Training configuration: AI rule: 'All hyperparameters defined in a TrainingConfig dataclass (not scattered across argparse arguments). Config serialized to YAML and logged with every training run. Config includes: model architecture, optimizer, learning rate schedule, batch size, max epochs, early stopping patience, and data paths. No magic numbers in training code — all values from config.' The AI: generates self-documenting training scripts. The ML engineer: reproduces any experiment by loading its config file.

Data versioning: AI rule: 'All training data referenced by version (DVC hash, S3 version ID, or dataset registry version).

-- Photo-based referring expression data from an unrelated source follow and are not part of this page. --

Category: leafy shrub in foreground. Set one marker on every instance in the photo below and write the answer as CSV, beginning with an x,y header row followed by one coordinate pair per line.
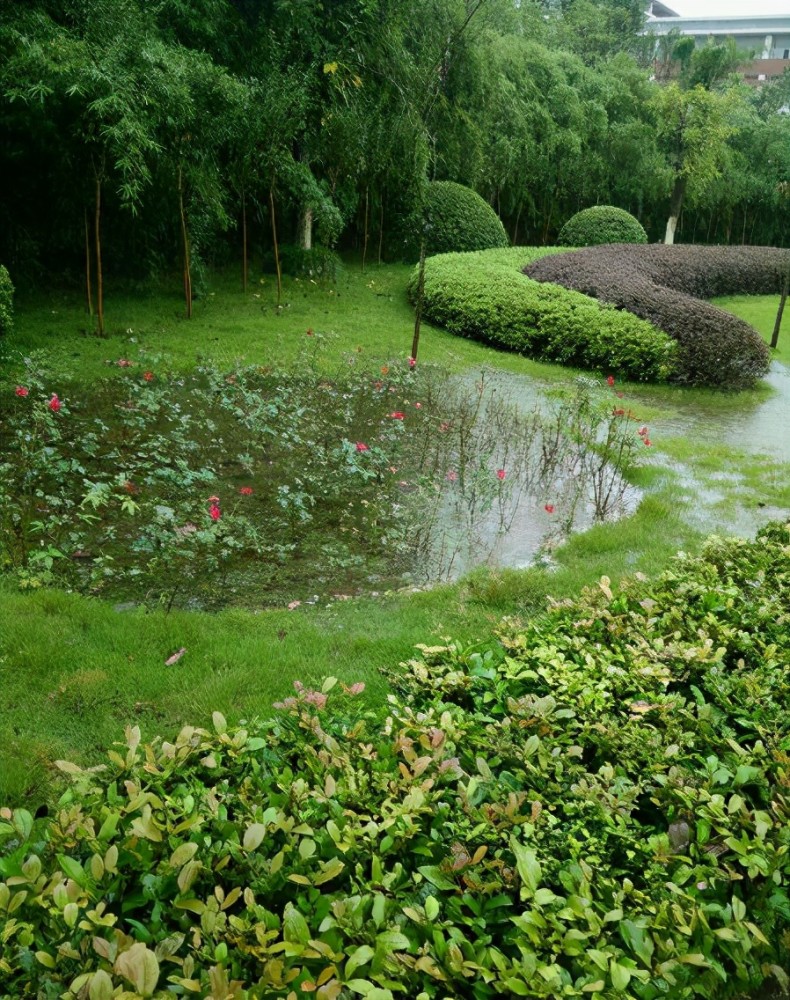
x,y
603,809
484,296
6,301
459,219
601,224
666,285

Training scripts log the data version with the experiment. Never reference data by mutable paths (no /data/latest/ — use /data/v2.3.1/). Data preprocessing scripts: versioned alongside training scripts (a model is only reproducible if its data processing is also reproducible).' The AI: generates data-version-aware training code. The ML engineer: can trace any model's predictions back to the exact data it was trained on.

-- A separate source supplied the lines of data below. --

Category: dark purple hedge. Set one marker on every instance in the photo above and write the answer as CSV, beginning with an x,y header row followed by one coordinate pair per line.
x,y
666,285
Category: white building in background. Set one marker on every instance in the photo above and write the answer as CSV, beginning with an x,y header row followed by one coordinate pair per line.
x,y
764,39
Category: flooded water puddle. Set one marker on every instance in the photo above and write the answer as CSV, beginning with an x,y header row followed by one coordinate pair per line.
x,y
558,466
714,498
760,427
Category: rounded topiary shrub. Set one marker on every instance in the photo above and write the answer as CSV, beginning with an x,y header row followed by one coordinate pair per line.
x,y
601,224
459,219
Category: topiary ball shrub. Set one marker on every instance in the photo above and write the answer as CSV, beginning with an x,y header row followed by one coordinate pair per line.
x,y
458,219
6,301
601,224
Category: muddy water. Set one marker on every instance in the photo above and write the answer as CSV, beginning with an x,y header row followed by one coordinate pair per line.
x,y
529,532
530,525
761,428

Distributed training conventions: AI rule: 'All training scripts support single-GPU and multi-GPU execution without code changes (use PyTorch DistributedDataParallel). Training scripts detect hardware automatically (GPU count, GPU memory). Batch size scales with GPU count (effective batch = batch_per_gpu * gpu_count). Gradient accumulation for large effective batch sizes on limited hardware.' The AI: generates hardware-adaptive training code. The ML engineer: runs the same script on a laptop (1 GPU) and the cluster (8 GPUs) without modification. AI rule: 'Training pipeline rules solve the reproducibility crisis in ML. A model that cannot be reproduced: cannot be improved (you do not know what changed). Cannot be audited (you cannot explain its behavior). Cannot be trusted (you cannot verify its performance). AI rules: make reproducibility the default, not a post-hoc effort.'

💡 TrainingConfig Dataclass Solves the 'Cannot Reproduce' Problem

ML engineer tries to reproduce last month's training run. Questions: What learning rate? What batch size? What data version? What early stopping patience? If hyperparameters were scattered across argparse arguments, environment variables, and hardcoded values: the answers are lost. AI rule: 'All hyperparameters in a TrainingConfig dataclass, serialized to YAML, logged with every run.' With one dataclass: every training run is fully specified. Reproduction: load the YAML, run the script. No archaeology through git history. No asking 'what settings did you use?' One pattern: solves the reproducibility crisis.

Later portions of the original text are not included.